Kementerian Koperasi dan Usaha Mikro, Kecil, dan Menengah (KemenKopUKM) masih mengizinkan pedagang kecil yang telanjur mengimpor baju bekas untuk tetap berjualan menghabiskan stok. Kendati demikian, akan diberikan batas waktu tertentu dan selanjutnya tidak diizinkan menjual kembali baju bekas.

Teten Masduki, Menteri Koperasi dan UKM menjelaskan pihaknya bersama dengan Kementerian Perdagangan (Kemendag) akan menindak tegas seluruh pedagang yang masih mencoba menjual pakaian bekas. Dia bilang pelarangan impor pakaian bekas ini bukan hal yang baru, tapi sudah diterapkan sejak tahun 2015 melalui Peraturan Menteri Perdagangan Nomor 51 tahun 2015.
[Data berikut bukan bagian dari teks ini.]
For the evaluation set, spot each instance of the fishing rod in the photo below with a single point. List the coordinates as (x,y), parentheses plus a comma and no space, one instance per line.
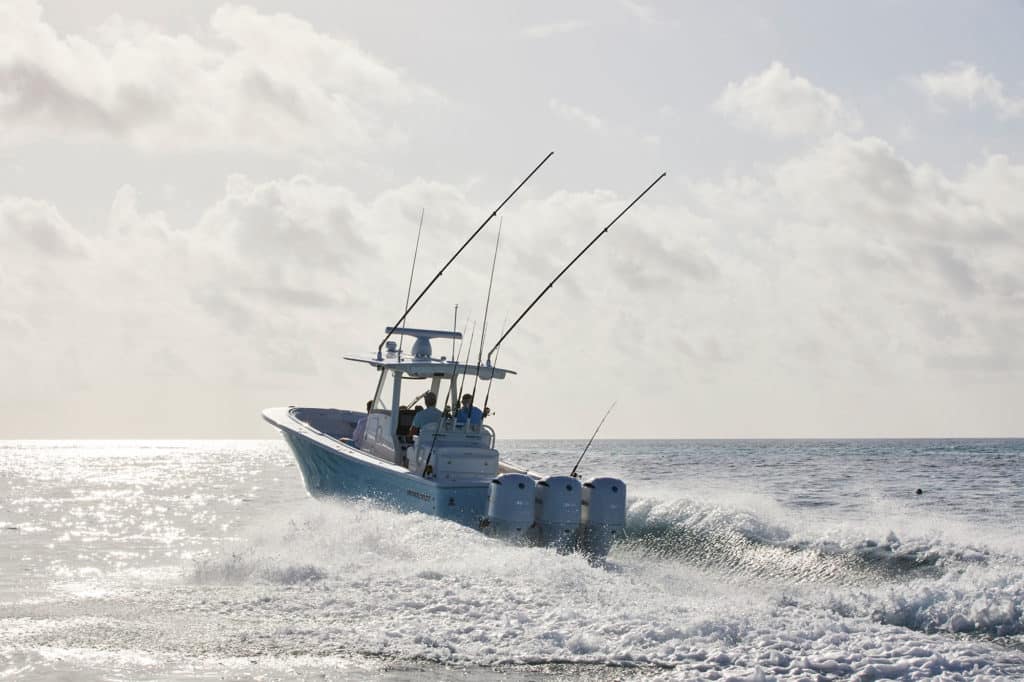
(486,308)
(409,308)
(491,382)
(416,252)
(455,328)
(564,269)
(465,367)
(573,472)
BACA JUGA: Impor Pakaian Bekas Ancam Nasib 1 Juta Pekerja Tekstil

“Bagi pedagang yang sudah telanjur mengambil barang dan menjual pakaian bekas impor ilegal, masih diberikan tenggat waktu dan diperbolehkan untuk menjual sisanya. Namun, kami memastikan bakal menindak tegas atau memberantas kegiatan ilegal dari sisi penyelundup atau importir ilegal,” kata Teten melalui keterangannya, Selasa (28/3/2023).

Meski begitu, Teten tidak menyebutkan berapa lama tenggang waktu yang diberikan kepada pedagang. Hanya saja, mereka diizinkan menghabiskan sisa stok yang ada.

Untuk mencegah terjadinya hal serupa, Teten menyebut perlu adanya literasi kepada konsumen dalam melindungi produk dalam negeri. Termasuk pula mengetahui risiko hukum dalam menjual pakaian bekas impor ilegal.

BACA JUGA: Pengusaha Ungkap Impor Baju Bekas Pangkas 30% Pekerja Tekstil

Selain itu, akan disiapkan langkah-langkah restriksi atas masuknya produk impor sehingga produk dalam negeri tak terganggu produk impor.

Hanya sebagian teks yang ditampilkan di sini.